La paranoïa où Freud donne l’impression d’enfermer l’homosexuel est absolument sérieuse et juste si on la voit depuis Proust. En raison de leur propre orientation, Freud et Proust ne tiennent pas le même côté de la lorgnette. 

Dans cette vie dans l’exil, tout est paradoxal. Ce n’est pas tout à fait le bon mot. Tout est à cheval, contrarié, ou double. Il faudrait encore un autre mot qui soit capable de rendre l’indémêlé des choses et, partant, leur nature érotique. Le salut et la perte vont ensemble. Aucune patrie, sinon le terrain furtif de la rencontre, qui est apatride. 

Voici peut-être la phrase la plus énigmatique de La Recherche.

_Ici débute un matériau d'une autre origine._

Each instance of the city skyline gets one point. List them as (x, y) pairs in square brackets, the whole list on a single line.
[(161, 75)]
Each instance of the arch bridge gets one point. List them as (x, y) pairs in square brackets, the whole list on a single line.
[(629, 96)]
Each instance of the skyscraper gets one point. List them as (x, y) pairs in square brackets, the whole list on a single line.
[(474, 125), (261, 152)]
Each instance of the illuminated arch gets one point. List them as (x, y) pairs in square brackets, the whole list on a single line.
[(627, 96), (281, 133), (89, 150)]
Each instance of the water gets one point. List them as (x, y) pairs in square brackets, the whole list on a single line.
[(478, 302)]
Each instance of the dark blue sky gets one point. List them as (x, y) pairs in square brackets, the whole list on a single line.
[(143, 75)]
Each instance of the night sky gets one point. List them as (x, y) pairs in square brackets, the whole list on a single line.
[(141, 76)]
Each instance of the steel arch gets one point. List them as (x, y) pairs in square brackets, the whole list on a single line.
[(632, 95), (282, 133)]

Charlus rencontre Jupien : « Cette scène n’était, du reste, pas positivement comique, elle était empreinte d’une étrangeté ou, si l’on veut, d’un naturel dont la beauté allait croissant. » Comment l’étrange peut-il aller avec le naturel ? Il n’y a pas de résolution synthétique à cette coïncidence. Certains êtres vivent juste ainsi leur condition. Ils se croisent du coin de l’œil, s’attirent, s’évitent, se cachent et se démasquent. Les inconvertis que sont les Juifs et les « invertis » vivent ainsi, selon Proust, l’expérience d’une vie qui se déroule toujours autre part. Ils sont souvent également haïs et parfois confondus dans la répulsion qu’ils inspirent : féminins, ils sont les gardiens de l’ailleurs et de l’extérieur qui sont à la source du désir.